Novel inflammatory biomarkers after long-term left ventricular assist
device implantation
Abstract
Background and aim of the study: Despite progressive improvement in
perioperative care and device technology infectious complications (IC)
remain one of the main causes worsening both short-term and long-term
prognosis after long-term ventricular assist device (LVAD) implantation.

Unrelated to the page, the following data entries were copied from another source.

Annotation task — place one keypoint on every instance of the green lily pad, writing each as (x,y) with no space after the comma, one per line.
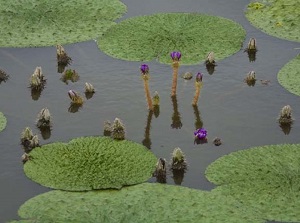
(289,76)
(3,122)
(30,23)
(280,18)
(145,38)
(140,203)
(88,163)
(265,178)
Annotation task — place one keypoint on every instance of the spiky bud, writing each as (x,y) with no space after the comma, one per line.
(43,118)
(89,88)
(155,99)
(285,116)
(118,130)
(178,161)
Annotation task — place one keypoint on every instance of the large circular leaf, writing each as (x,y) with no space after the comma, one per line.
(145,38)
(140,203)
(90,163)
(50,22)
(3,121)
(265,178)
(289,76)
(280,18)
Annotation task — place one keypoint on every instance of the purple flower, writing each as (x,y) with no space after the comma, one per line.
(175,56)
(200,133)
(199,77)
(144,69)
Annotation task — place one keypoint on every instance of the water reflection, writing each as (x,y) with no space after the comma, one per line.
(176,119)
(74,107)
(286,128)
(147,141)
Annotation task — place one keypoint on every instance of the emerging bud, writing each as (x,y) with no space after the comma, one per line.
(178,161)
(285,116)
(26,134)
(155,99)
(175,56)
(89,88)
(250,78)
(118,130)
(144,69)
(199,77)
(44,118)
(200,133)
(210,59)
(161,171)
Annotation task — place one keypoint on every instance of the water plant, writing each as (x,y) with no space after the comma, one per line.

The aim of this study was to assess procalcitonin (PCT) and presepsin
(PSEP) dynamics after LVAD implantation and its relationship to IC in
the early post-operative period. Methods: A total of 50 consecutive
patients indicated to LVAD implantation were included. PCT and PSEP
levels were prospectively assessed before surgery and during 30 day
follow-up - 1st, 2nd, 14th and 30th post-operative day (POD). Values
were compared according to the presence of IC. Results: Both PCT and
PSEP levels raised significantly after LVAD implantation. There was no
significant difference in PCT or PSEP levels between patients with or
without IC during whole follow-up. Patients with acute renal failure
(ARF) had significantly higher PCT levels 2 days after surgery and
further. ARF increased PSEP levels significantly only 14 days after LVAD
implantation. Also subjects with right ventricular assist device (RVAD)
had higher PCT and PSEP values. This difference reached the significance
only for PCT 14 days after surgery. Conclusions: Our data show that
ability of PCT or PSEP to detect infectious complications in patients
after LVAD implantation is limited. Their levels more likely correlate
with severity of post-operative period in general.